FALSETTOS by William Finn and James Lapine (Acting Up Stage/Harold Green Jewish Theatre Company). At Daniels Spectrum (585 Dundas East). To May 12. $39-$55. 1-800-838-3006. See listings. Rating: NNN
A fine new remount of Falsettos can't hide the fact that it's a flawed work.
William Finn and James Lapine wrote two musicals a decade apart: March Of The Falsettos appeared in 1981, and Falsettoland debuted in 1990, both off-Broadway. The two were then revised and combined into Falsettos, which opened on Broadway in 1992.
This co-pro by Acting Up Stage and Harold Green Jewish Theatre Company revisits the original versions of both shows, and the maturity and focus of the later piece makes the earlier one seem naive and unfinished.
In the first, set in 1979, New Yorker Marvin (Stephen Patterson) leaves his wife, Trina (Glynis Ranney), for another man, Whizzer (Eric Morin). When Trina seeks help from Marvin's psychiatrist, Mendel (Darrin Baker), the two fall in love. Marvin and Trina's precocious 10-year-old son Jason (Michael Levinson), meanwhile, has questions of his own about his rapidly changing domestic world, but would rather sit at home playing chess than seek answers.
Falsettoland is set two years later on the eve of Jason's bar mitzvah. The estranged Marvin and Whizzer reunite, but a mysterious illness that seems to affect only gay men enters the scene, bringing everyone together in a poignant yet never sentimental fashion.
There's some rhythmic invention and snappy observations in a few of the first act's songs, particularly the opening number, Four Jews In A Room Bitching. But the lyrics can be vague, there's little momentum, and the characters feel unrounded. It's not even clear what the show and title song are about.
There's more at stake in Falsettoland. The melodies are tighter and the lyrics sharper, and all these help define the characters, especially Trina. The lovely Ranney gets a touching song that illustrates how Trina's dealing with the world shifting beneath her feet. But mostly these things help clarify the relationships of the show's "unlikely lovers," an all-too-human urban blended family.
The roles are beautifully cast: Patterson and Morin make the two men's complex, competitive relationship feel real through physicality and first-rate voices, while Baker nails a series of comic songs and has an amiable chemistry with Ranney. Levinson handles the difficult part of Jason with beyond-his-years wisdom, and Sarah Gibbons and Sara-Jeanne Hosie are perfection as a pair of lesbians whose lives get linked with the others'.
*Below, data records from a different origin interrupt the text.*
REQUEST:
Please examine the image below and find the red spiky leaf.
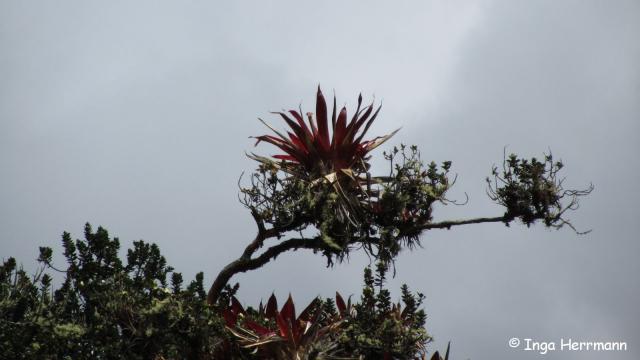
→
[253,87,395,179]
[280,294,296,323]
[265,294,278,319]
[336,291,347,317]
[316,86,330,151]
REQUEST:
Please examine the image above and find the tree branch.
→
[207,212,513,305]
[421,215,513,230]
[207,236,328,305]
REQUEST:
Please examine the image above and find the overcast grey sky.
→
[0,0,640,359]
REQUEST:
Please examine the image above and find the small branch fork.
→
[207,211,514,305]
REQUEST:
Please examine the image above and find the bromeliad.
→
[250,86,398,181]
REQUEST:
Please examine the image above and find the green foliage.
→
[241,145,451,264]
[339,263,431,359]
[487,154,593,230]
[0,224,438,360]
[225,263,431,359]
[0,224,228,359]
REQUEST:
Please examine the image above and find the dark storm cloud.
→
[0,1,640,359]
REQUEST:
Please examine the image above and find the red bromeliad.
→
[251,86,398,179]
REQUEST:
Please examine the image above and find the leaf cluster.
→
[240,145,453,264]
[487,153,593,230]
[0,224,226,359]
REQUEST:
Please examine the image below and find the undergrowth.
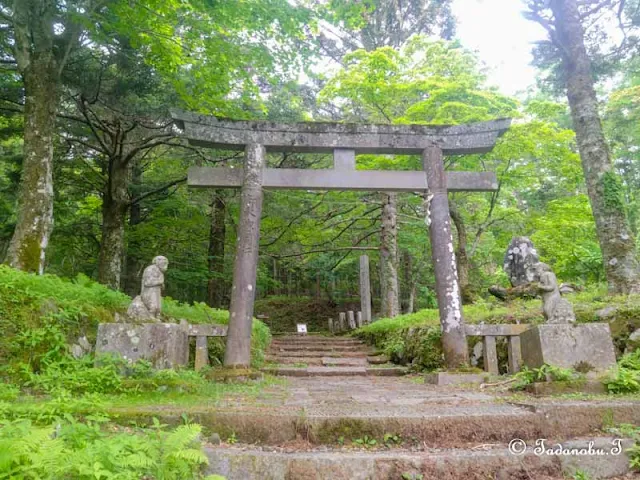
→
[0,415,221,480]
[354,286,640,374]
[0,265,271,371]
[604,349,640,393]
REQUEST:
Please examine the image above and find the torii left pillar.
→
[224,144,266,367]
[422,145,469,369]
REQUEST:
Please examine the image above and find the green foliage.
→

Musical director Reza Jacobs manages the score - it's virtually sung through - with aplomb, getting particular energy from novelty songs like the hilarious Baseball Game. And while Patrick Du Wors's set isn't the most inspired - a challenge, on the wide playing area chosen by director Robert McQueen - his work does evoke the two different eras.
And look for McQueen's subtle but powerful use of furniture - a table in the first half, a bed in the second - to help emphasize some of the deeper themes in this fascinating, if uneven, work.